Further, we evaluated the effects of HRP substrates and antibodies on sensitivity and specificity. Chemiluminescent substrates have been shown to provide better sensitivity than colorimetric substrates [28,29]. We compared a colorimetric HRP substrate (TMB) with a chemiluminescent substrate. Under 4 fmol or lower concentrations of TFAM or TFAM-DPCs, the signals of TFAM were indistinguishable from the background with PBS or the DNA coating solution on a tissue culture plate (Figure 3A, right panel). Under 8 fmol TFAM, the signal was significantly higher than the background. Therefore, we discuss the specificity under 8 fmol TFAM or TFAM-DPCs input. Although the signal intensities were comparable between the two substrates with TFAM, a higher degree of specificity was observed with the chemiluminescent substrate (10 vs. 5 with TMB, Figure 3C).
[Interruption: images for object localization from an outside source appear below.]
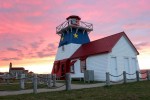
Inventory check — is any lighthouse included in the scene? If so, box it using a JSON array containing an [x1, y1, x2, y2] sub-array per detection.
[[52, 15, 93, 76]]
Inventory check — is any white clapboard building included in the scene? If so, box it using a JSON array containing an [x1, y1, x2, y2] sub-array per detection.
[[52, 15, 139, 81]]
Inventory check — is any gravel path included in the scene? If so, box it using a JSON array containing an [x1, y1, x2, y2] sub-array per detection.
[[0, 83, 105, 96]]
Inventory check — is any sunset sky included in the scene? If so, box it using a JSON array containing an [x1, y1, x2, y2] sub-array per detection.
[[0, 0, 150, 73]]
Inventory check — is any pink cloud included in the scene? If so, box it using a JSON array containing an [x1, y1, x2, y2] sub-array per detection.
[[123, 23, 150, 30]]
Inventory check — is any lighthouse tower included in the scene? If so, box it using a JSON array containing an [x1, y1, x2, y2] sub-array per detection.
[[55, 15, 93, 60], [52, 15, 93, 75]]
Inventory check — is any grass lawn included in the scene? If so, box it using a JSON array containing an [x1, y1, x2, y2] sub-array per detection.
[[0, 81, 150, 100]]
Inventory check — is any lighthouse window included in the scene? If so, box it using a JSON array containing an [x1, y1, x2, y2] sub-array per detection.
[[80, 60, 86, 73]]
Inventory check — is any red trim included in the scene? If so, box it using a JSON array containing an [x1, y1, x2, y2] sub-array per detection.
[[70, 60, 77, 66], [70, 32, 139, 59]]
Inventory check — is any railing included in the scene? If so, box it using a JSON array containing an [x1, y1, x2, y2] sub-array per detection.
[[56, 21, 93, 34], [106, 71, 150, 86]]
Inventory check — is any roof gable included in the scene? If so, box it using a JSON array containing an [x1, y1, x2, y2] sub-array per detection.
[[70, 32, 139, 59]]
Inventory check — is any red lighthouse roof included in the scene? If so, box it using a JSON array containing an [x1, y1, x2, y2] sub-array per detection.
[[70, 32, 139, 59]]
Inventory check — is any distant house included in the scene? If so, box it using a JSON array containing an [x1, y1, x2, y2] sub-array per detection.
[[9, 63, 28, 78], [52, 16, 139, 81]]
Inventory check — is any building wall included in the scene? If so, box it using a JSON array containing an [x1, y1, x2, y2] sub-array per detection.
[[87, 54, 108, 81], [55, 43, 81, 60], [107, 36, 139, 80], [71, 59, 84, 78]]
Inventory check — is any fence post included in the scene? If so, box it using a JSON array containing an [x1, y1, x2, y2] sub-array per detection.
[[66, 73, 71, 90], [147, 70, 150, 80], [106, 72, 110, 86], [6, 74, 10, 84], [53, 74, 56, 87], [20, 74, 25, 89], [48, 74, 52, 88], [33, 74, 37, 93], [123, 71, 127, 83], [136, 71, 139, 82]]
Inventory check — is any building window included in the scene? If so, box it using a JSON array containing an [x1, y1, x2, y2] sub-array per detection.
[[62, 45, 65, 51], [80, 60, 86, 73], [70, 64, 74, 73]]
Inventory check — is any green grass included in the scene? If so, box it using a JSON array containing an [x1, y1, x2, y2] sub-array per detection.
[[0, 81, 150, 100]]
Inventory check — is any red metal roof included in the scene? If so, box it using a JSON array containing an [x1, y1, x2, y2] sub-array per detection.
[[70, 32, 139, 59], [11, 67, 24, 70]]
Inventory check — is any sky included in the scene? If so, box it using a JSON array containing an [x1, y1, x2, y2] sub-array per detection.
[[0, 0, 150, 73]]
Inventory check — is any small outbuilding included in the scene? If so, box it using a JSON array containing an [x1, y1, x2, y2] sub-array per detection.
[[52, 16, 139, 81]]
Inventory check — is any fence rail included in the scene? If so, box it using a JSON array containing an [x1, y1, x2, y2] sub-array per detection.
[[106, 71, 150, 86], [0, 73, 71, 93]]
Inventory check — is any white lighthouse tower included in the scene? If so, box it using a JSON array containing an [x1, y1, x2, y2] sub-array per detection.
[[52, 15, 93, 75], [55, 15, 93, 60]]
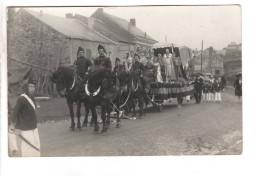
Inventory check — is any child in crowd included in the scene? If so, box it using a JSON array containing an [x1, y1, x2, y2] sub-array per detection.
[[203, 82, 209, 103], [209, 81, 215, 102], [214, 79, 222, 103]]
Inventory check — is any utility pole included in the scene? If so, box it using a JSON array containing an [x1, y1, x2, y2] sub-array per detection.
[[200, 40, 203, 74]]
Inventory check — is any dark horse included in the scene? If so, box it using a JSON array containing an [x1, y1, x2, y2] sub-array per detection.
[[124, 72, 148, 119], [85, 69, 125, 134], [51, 67, 92, 131]]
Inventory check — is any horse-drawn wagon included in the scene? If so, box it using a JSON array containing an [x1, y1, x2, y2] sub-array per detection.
[[146, 43, 194, 111]]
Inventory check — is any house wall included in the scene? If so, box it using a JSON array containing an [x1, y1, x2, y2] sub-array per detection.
[[7, 10, 70, 70], [71, 39, 118, 66]]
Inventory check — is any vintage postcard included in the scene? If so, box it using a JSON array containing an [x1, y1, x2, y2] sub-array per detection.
[[7, 5, 243, 157]]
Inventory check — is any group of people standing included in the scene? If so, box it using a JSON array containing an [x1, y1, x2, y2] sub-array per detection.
[[114, 49, 185, 86], [193, 74, 226, 103]]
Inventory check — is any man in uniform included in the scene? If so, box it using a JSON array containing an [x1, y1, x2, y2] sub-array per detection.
[[9, 78, 41, 157], [132, 54, 148, 92], [113, 58, 123, 74], [74, 47, 93, 84], [194, 74, 203, 104], [94, 45, 112, 71]]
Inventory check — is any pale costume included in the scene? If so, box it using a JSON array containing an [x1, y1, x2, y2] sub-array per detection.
[[154, 62, 163, 83], [164, 53, 176, 82]]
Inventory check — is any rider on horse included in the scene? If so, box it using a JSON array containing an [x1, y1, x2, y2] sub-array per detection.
[[74, 47, 93, 96], [132, 54, 148, 92], [74, 47, 93, 84], [94, 45, 112, 71]]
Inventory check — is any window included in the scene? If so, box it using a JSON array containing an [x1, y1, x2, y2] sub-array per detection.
[[86, 49, 91, 59]]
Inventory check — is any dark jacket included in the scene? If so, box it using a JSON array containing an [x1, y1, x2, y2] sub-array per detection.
[[194, 78, 203, 92], [209, 83, 215, 93], [234, 79, 242, 96], [94, 56, 112, 71], [11, 93, 37, 131], [203, 84, 210, 93], [113, 64, 124, 73], [214, 83, 222, 92], [132, 61, 144, 75], [75, 57, 93, 76]]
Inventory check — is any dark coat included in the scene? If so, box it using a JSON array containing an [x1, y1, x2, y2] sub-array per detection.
[[94, 56, 112, 71], [11, 93, 37, 131], [75, 57, 93, 77], [203, 84, 210, 93], [113, 64, 124, 73], [194, 78, 203, 92], [132, 61, 145, 75], [234, 79, 242, 96], [213, 83, 222, 92], [209, 83, 215, 93]]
Using the chemiluminescent substrate, the detectable amount of TFAM-DPCs was 0.4 fmol per well. The lowest detectable amounts of TFAM-DPCs and free TFAM under different conditions were summarized in Table 1. Therefore, the chemiluminescent substrate achieved a higher specificity and lower detection limit compared with the colorimetric substrate.
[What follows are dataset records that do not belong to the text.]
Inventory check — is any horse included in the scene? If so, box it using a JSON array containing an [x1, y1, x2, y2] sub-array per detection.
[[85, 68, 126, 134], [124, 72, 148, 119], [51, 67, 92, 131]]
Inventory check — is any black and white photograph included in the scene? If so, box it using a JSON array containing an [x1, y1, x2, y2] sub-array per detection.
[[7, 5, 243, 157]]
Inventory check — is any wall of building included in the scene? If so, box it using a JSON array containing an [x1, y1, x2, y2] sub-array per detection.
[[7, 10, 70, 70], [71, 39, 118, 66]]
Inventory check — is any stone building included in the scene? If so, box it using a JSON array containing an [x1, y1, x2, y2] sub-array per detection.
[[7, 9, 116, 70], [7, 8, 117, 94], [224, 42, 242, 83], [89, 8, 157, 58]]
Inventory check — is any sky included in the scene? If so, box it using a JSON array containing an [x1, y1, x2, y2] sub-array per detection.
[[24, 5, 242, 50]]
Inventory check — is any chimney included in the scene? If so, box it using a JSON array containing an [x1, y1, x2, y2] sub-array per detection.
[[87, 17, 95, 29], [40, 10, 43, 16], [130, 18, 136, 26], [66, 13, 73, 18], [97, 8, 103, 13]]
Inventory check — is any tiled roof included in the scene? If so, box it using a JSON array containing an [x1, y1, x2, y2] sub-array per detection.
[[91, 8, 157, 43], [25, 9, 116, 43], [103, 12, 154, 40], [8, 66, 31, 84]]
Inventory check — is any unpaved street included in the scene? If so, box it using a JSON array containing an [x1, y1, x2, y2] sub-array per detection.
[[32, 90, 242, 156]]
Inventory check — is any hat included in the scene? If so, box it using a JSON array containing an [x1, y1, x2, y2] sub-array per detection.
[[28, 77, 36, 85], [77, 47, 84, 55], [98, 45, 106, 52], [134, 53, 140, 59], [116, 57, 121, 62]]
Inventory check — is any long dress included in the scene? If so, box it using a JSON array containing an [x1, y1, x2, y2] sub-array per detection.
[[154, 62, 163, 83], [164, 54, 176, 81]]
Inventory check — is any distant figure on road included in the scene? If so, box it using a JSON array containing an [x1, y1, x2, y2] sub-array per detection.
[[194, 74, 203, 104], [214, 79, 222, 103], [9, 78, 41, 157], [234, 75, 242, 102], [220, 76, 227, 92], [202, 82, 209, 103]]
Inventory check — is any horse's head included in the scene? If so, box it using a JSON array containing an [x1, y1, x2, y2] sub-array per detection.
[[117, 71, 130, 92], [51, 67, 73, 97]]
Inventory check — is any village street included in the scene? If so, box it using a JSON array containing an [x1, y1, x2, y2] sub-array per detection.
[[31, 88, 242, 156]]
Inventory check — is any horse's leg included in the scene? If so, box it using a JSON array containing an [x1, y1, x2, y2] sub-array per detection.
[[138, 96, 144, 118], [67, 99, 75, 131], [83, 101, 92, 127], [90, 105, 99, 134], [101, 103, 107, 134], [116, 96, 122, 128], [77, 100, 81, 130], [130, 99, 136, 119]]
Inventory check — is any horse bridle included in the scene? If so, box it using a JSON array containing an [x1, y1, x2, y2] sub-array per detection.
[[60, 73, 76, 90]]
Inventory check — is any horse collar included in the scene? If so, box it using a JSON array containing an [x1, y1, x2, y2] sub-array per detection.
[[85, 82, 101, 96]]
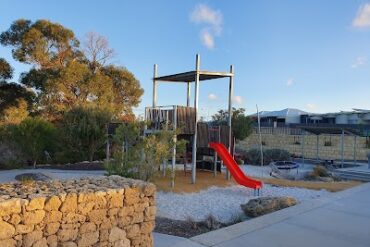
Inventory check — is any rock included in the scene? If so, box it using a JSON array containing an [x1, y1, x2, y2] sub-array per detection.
[[0, 238, 17, 247], [77, 231, 99, 247], [9, 214, 22, 226], [60, 193, 77, 213], [15, 172, 51, 182], [80, 222, 96, 234], [88, 209, 107, 224], [45, 222, 60, 236], [15, 225, 35, 234], [0, 199, 22, 217], [26, 197, 45, 211], [0, 221, 15, 240], [44, 196, 62, 211], [126, 224, 140, 238], [46, 235, 58, 247], [0, 176, 156, 247], [109, 227, 126, 243], [240, 197, 297, 217], [44, 211, 63, 223], [32, 238, 48, 247]]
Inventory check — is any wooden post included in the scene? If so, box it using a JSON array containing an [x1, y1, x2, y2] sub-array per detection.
[[226, 65, 234, 179], [191, 54, 200, 184], [153, 64, 158, 107]]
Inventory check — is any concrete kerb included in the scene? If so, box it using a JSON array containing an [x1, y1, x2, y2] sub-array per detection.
[[190, 183, 370, 246]]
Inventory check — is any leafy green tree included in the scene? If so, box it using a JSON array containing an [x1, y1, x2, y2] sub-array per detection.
[[61, 107, 111, 161], [0, 58, 13, 80], [0, 19, 79, 68], [106, 121, 186, 184], [212, 108, 253, 140], [0, 58, 34, 124], [0, 20, 143, 120], [9, 118, 55, 167]]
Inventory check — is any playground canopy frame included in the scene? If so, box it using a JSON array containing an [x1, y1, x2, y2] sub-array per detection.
[[152, 54, 234, 184]]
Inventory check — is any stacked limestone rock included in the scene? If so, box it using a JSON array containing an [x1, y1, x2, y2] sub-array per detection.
[[0, 176, 156, 247]]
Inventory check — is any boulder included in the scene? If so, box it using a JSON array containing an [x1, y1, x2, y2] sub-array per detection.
[[15, 172, 51, 181], [240, 197, 297, 217]]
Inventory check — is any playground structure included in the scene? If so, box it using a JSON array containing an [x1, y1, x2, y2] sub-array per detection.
[[144, 54, 262, 190]]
Lastly, we evaluated the signal intensities for TFAM-DPCs and noncovalent TFAM using primary antibodies from two different sources using western blotting. The TFAM monoclonal antibody was from Novus Biologicals, and the polyclonal primary antibody was from Cell Signaling Technologies. The polyclonal primary–secondary antibody pairs showed overall higher signal intensities and a stronger signal for DPCs relative to TFAM (Figure 3D). The overall higher signal intensities observed may be due to multiple epitope sites recognized, although additional factors may contribute to the observation. On the other hand, DPCs may affect the recognition at the site recognized by the monoclonal antibody. Therefore, the antibody pairs from cell signaling were used in subsequent experiments. Taken together, a combination of tissue culture plate, DNA coating solution, and the chemiluminescent substrate achieved a high specificity for TFAM-DPCs with a lowest detectable amount of 0.4 fmol of TFAM-DPCs.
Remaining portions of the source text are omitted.